そして激闘を制したのは棚橋。棚橋にとっては07年以来、8年ぶりの優勝でした。8年前の初優勝はもちろん嬉しいものでしたが、両国国技館は満員にならず「必ず俺たちの世代でもう一度プロレスを爆発させる」と誓いました。そして「いつも俺は”次世代のエース”と書かれているんですよ。次の世代はいつなのかっていう。今じゃないのか!? もう力づくでも次世代とは言わせない。次世代という表記は禁止です。エースという表記は好きなんで続けてください」とも言っていました。
棚橋は新日本が低迷している時代に最初にアントニオ猪木から続く伝統のストロングスタイルの呪縛から解き放たれた男ですが、当時はまだ自己を確立しておらず、発展途上の段階。「俺はアントニオ猪木にも藤波辰爾にもなれないけど、俺という人間は俺にしかなれませんから」と常にポジティブでカッコイイ自分を演出するようになった棚橋のナルシスト&チャラ男キャラは、昭和のストロングスタイルを愛するファンからはブーイングを浴びました。今や定番の「愛してま~す!」のキメ台詞も当初はブーイングでした。07年のG1初優勝の時は、ファンの反応がブーイングから支持に変わる過渡期でした。
「俺のプロレスに対する覚悟さえ伝われば、このブーイングもいつかは歓声に変わるんじゃないかと祈りながら必死に戦っていましたね」とは当時を振り返る棚橋の言葉。やがて明るいキャラの裏に隠されたプロレスに対する真摯な姿勢と覚悟、新日本プロレス愛がファンの心を動かしました。「疲れない」「落ち込まない」「諦めない」というポジティブな姿勢を貫き通す棚橋の内面の強さにファンは惹かれるようになったのです。
どんな激闘の後でもエアギターをかき鳴らし、引き揚げる際にはファンの差し出すタオルで汗を拭い、ファンとハグし、ファンと会話する棚橋。

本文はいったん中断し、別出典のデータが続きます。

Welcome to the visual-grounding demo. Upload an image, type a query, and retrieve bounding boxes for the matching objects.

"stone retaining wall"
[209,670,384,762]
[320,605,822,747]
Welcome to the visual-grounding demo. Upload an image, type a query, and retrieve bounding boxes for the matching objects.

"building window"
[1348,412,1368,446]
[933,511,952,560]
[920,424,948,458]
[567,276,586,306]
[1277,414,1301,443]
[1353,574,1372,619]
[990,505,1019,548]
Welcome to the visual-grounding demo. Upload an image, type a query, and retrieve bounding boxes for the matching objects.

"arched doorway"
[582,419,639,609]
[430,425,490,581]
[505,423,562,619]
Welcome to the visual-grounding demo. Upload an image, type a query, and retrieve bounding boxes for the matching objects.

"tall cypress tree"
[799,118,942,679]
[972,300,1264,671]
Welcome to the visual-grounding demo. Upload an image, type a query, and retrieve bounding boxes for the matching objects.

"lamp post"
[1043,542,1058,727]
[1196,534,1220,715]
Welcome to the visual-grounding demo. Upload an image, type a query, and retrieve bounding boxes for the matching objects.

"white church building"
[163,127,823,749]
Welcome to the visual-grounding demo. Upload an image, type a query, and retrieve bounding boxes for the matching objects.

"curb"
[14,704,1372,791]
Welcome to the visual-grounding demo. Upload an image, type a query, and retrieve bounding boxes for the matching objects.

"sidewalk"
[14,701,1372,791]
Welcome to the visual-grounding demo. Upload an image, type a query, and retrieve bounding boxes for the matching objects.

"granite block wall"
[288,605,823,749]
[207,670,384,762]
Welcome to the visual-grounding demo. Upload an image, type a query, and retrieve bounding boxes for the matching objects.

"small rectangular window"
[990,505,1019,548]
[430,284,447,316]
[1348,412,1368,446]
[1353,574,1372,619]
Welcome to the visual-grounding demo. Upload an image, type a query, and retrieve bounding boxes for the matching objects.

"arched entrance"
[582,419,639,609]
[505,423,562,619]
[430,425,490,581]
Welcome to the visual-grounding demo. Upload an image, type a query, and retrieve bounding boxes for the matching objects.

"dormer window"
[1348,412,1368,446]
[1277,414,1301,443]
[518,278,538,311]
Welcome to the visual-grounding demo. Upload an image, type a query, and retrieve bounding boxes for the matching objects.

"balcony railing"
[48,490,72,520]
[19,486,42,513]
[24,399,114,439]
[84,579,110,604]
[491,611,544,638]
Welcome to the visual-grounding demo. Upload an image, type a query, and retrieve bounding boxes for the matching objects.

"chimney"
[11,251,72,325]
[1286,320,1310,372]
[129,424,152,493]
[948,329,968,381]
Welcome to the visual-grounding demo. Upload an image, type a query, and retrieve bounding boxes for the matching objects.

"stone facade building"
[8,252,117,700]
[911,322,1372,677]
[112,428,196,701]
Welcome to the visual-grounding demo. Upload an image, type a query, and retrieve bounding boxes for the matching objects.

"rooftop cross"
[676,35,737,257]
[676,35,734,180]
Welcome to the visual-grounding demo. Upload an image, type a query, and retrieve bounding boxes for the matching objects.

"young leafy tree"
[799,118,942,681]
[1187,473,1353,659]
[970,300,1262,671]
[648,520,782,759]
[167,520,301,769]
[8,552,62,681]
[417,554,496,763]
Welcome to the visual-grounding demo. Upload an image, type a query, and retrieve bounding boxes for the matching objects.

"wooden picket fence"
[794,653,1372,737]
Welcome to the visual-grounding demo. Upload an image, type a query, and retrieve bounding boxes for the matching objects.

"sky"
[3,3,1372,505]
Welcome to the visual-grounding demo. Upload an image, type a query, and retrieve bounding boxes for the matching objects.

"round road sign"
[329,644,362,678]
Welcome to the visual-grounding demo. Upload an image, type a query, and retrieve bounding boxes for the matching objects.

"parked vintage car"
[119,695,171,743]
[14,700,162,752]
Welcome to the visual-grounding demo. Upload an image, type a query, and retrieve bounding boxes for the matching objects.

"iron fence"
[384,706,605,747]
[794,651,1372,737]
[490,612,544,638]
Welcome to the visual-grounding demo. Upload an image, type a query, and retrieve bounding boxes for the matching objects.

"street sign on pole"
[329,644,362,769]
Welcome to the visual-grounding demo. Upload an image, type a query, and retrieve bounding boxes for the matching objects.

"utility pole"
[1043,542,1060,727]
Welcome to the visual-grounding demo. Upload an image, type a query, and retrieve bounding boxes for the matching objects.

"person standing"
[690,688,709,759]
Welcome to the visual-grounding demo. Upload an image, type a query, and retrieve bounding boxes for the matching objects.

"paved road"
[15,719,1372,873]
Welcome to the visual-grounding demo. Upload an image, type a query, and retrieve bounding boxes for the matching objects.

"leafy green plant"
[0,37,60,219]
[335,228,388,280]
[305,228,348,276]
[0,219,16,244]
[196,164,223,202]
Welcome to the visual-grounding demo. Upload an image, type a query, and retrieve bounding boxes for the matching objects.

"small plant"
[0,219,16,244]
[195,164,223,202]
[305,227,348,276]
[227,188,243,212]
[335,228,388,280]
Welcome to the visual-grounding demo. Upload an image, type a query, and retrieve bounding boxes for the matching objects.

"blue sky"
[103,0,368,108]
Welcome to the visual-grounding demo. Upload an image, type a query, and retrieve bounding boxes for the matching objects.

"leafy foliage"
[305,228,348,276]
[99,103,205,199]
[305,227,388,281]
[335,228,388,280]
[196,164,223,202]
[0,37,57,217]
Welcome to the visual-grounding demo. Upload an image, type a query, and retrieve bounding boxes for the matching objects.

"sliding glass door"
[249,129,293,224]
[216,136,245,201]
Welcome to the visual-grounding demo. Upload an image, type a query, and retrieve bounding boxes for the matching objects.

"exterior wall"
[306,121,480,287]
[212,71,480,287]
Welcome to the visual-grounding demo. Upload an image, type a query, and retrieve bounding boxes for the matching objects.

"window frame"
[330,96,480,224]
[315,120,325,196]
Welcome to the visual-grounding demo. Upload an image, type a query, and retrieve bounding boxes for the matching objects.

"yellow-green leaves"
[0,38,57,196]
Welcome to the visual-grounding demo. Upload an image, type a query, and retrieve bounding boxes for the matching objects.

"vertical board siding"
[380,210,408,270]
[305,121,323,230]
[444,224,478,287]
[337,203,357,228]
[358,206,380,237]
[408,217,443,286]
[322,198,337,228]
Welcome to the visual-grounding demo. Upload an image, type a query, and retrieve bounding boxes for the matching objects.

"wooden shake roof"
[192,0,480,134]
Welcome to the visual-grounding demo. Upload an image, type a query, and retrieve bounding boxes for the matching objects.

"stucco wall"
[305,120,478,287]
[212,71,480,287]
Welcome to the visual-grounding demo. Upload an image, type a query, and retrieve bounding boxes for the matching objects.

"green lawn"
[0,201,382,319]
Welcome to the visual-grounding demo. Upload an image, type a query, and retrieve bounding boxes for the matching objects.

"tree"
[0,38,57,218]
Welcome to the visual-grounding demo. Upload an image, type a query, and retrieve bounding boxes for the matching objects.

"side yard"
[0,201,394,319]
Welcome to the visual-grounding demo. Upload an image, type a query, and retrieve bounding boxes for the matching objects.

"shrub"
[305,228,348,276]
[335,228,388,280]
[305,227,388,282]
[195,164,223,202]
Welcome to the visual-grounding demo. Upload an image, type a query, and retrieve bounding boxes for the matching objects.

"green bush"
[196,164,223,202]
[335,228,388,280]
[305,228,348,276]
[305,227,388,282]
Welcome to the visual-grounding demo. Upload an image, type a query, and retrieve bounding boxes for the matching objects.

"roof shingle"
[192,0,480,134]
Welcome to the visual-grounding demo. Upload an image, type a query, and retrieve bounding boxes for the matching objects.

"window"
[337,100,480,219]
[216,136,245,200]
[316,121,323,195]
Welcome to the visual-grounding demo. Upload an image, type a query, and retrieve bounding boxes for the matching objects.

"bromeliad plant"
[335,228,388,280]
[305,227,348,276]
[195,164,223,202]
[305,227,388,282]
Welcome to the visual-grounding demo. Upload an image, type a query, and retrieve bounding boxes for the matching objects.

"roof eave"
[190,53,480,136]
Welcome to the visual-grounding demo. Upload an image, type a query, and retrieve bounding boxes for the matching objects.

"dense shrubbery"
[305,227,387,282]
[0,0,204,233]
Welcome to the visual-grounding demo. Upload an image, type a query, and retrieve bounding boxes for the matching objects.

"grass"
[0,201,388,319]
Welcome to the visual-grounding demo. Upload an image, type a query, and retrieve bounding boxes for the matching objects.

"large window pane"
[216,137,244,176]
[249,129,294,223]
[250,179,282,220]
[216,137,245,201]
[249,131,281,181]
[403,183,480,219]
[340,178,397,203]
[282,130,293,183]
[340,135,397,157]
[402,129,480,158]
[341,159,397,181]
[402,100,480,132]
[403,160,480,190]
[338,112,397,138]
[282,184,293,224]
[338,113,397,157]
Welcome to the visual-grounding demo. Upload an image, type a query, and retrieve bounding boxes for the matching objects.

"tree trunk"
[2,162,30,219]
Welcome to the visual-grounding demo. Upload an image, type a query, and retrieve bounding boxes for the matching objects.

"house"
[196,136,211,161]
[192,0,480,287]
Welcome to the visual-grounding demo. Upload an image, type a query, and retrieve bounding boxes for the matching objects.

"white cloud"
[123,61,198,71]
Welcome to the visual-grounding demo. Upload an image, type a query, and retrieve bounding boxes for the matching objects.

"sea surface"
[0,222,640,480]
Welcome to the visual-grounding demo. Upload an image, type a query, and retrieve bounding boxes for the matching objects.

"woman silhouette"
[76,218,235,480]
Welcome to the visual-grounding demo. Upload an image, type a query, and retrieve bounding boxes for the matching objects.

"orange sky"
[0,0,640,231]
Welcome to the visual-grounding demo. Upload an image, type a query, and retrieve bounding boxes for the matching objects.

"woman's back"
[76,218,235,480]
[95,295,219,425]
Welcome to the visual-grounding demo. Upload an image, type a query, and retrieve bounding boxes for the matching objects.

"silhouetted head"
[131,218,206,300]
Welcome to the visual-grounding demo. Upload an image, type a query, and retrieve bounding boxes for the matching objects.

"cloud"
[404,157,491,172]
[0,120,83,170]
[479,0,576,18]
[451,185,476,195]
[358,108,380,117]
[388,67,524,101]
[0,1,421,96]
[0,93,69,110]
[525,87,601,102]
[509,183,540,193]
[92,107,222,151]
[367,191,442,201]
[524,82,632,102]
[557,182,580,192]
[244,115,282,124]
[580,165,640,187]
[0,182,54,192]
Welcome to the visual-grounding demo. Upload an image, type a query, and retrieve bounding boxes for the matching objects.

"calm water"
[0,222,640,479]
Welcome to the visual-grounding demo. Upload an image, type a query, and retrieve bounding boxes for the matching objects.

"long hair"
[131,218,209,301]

それはお客さんが入らない苦しい時代を経験し、応援してくれるファンのありがたみを知っているからでしょう。試合後の棚橋を取材する報道陣は「控室に戻ってくるまで5分はかかるなあ」と笑いながら棚橋が戻ってくるのを待つのが常です。取材する誰もが棚橋の姿勢を理解しているからです。
G1優勝決定戦の勝負が決した後、敗れた中邑は棚橋に右手を差し出して握手。「リングの上に全部吐き出した」と一言だけ残して控室に消えました。きっと中邑にも感慨深いものがあったはずです。8年前には若干のブーイングも浴びましたが、今回は「棚橋、サイコー!」の大合唱の中でリングを降りた棚橋は「今の時点でシチュエーション、ファンの皆さん、会場、結果…すべて最高です。でも、さらに満足しないで上を目指します。もっと行けるんです、プロレスは。もっと行けるから、それだけを信じます」と力強く宣言しました。
そう、プロレスはもっと上に行ける。皆さんもこの素晴らしいスポーツ・エンターテインメントを会場のライブで体感してみてください。